On peut en effet dire qu'un logiciel est composé d'idées. D'idées qu'on
pourrait qualifier d'informatiques, ou plus précisément
d'algorithmiques, c'est-à-dire mathématiques. Premier point, il faut
insister sur le fait que dans un seul logiciel, il y a des milliers,
voire des millions de telles idées algorithmiques. C'est très important
parce que cela fait qu'on est quasi certain que tout logiciel incorpore
au moins une, et très certainement plusieurs idées qui ont été
brevetées. Cela souligne déjà le danger que font courir les brevets sur
les logiciels : si les tribunaux considèrent que les brevets logiciels
sont valides, alors plus un seul logiciel ne pourra exister sans
s'acquitter d'une rente à chacun des détenteurs de brevets. Si jamais il
y a un détenteur par idée brevetée, il faudra avant qu'un logiciel ne
puisse exister, que celui qui le programme paye une certaine somme,
souvent un pourcentage des bénéfices réalisés, à des millliers ou des
millions de personnes. Si chacun demande 1% des bénéfices réalisés, à
partir de la centième idée, cela ne devient plus rentable de le
développer ! Bon avec de la chance, les millions d'idées algorithmiques
contenues dans le logiciel ne seront brevetées que par deux ou trois
multinationales qui pourront faire un prix de gros...
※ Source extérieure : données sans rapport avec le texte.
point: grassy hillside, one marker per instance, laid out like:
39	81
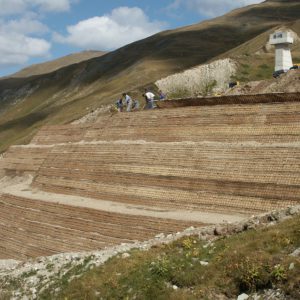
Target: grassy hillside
72	91
189	268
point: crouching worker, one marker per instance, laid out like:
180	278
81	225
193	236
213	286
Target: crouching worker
135	105
128	102
149	97
119	105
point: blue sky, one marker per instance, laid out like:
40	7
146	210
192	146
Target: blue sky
34	31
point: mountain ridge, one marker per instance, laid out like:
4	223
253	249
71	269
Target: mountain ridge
72	91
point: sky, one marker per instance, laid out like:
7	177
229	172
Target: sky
35	31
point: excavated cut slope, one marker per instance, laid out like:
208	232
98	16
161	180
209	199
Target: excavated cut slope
220	160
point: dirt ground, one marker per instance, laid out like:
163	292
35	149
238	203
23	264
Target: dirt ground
286	83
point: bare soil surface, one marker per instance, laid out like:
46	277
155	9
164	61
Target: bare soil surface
20	186
286	83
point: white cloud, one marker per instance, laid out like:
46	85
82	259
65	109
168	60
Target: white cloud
211	8
25	25
15	7
16	48
123	26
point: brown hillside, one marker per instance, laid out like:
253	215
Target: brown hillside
71	92
133	175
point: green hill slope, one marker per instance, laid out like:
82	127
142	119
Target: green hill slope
71	92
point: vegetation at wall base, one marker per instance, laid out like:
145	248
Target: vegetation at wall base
193	269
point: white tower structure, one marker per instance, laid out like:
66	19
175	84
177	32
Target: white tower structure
282	40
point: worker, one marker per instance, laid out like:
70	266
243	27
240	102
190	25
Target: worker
128	101
149	97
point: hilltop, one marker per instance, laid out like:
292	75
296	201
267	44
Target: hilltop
73	91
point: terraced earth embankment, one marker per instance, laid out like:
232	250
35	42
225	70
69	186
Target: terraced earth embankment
133	175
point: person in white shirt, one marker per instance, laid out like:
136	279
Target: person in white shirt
149	97
128	101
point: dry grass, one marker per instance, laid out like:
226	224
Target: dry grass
73	91
247	262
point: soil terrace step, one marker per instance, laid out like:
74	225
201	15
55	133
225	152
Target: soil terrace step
275	121
31	228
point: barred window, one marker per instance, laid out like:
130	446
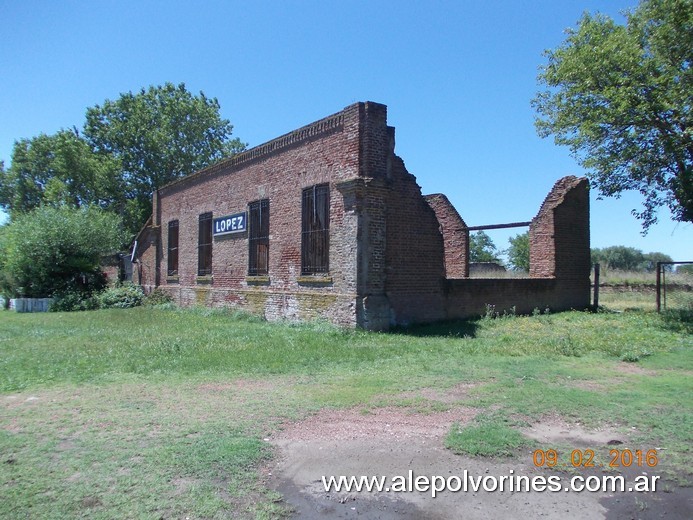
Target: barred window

Le second point est certainement le plus difficile à comprendre. C'est
que pour exprimer une idée algorithmique, on doit la traduire dans un
certain language (au sens large, je ne parle pas ici que de langages
informatiques, mais j'y viens...). On peut le faire en français, en
anglais ou en espagnol. On peut le faire aussi en language de
"conseiller en propriété industrielle". Et cela donne le texte du
brevet, tel qu'il a été déposé (et malheureusement accordé). Ça c'est en
théorie. En théorie uniquement, parce que bien souvent les langages
"humains" n'offrent pas une précision et une simplicité suffisante pour
décrire clairement des idées mathématiques. Quant au texte d'une demande
de brevet en langage juridique, il est bien souvent abscons. Et cela à
dessein, car d'une part, le détenteur du brevet n'a pas souvent vraiment
envie de révéler tous ses secret de fabrication (ce qui est pourtant
contraire au droit des brevets) et, d'autre part, plus le brevet décrit
de manière vague l'idée algorithmique, plus ce flou sera susceptible
d'englober de choses et donc plus le monopole accordé par ce brevet
permettra d'éliminer des concurrents.

En pratique, le meilleur moyen de décrire une idée informatique, c'est
d'écrire 'algorithme dans un "pseudo-code", qui est une sorte de langage
informatique avec des mots français (ou anglais, ou espagnols, etc.). On
écrit par ex. : SI <telle condition> ALORS <telle action>. On peut le
faire aussi sous forme de diagramme. Ensuite, la personne qui développe
le logiel "traduira" ce pseudo-code dans un language informatique. Et
selon la précision de la syntaxe utilisée dans le pseudo-code et la
richesse du langage informatique, cette "traduction" sera plus ou moins
directe et immédiate.

En très pratique, la quasi totalité des informaticiens n'écrivent pas
leurs idées algorithmiques en pseudo code. Ils codent directement l'idée
dans un langage informatique, tant qu'à faire, c'est on ne peut plus
direct et immédiat.

Mais ce qu'il faut retenir, c'est que le logiciel est sa propre
description. Son code source décrit les idées qu'il met en œuvre
lorsqu'on l'exécute.

Et il existe mille et une façon de coder la même idée informatique. Non
seulement parce que l'on peut utiliser divers langages informatiques,
mais aussi et surtout parce qu'on peut utiliser diverses techniques,
divers moyens de parvenir au même résultat. Il n'est qu'à se représenter
les diverses techniques algorithmiques pour calculer une factorielle (en
utilisant ou non la réccursivité par exemple). Ou encore la manière dont
on apprend à l'école en France à faire une addition, en posant le
chiffres des unités, dizaines, centaines, etc. en colonnes, en
commançant par additionner la colonne de droite et en progressant ainsi
successivement vers la gauche, tout en posant des retenues sur la
prochaine colonne à traiter (piouf! vous voyez c'est un peu longuet de
décrire un algorithme en français !). Ceux qui apprennent à additionner
avce l'aide d'un boulier trouveraient cette technique complètement
farfelue, alors que réciproquement, qui ici sait compter avec un bouiler
? J'ai pris ici des exemples purement mathématique, mais on peut monter
que tout, vraiment tout, ce que font les logiciels peut être écrit
mathématiquement. Les exemples partixuliers ne sont donc pas des
exceptions choisies, mais illustrent parfaitement la règle générale.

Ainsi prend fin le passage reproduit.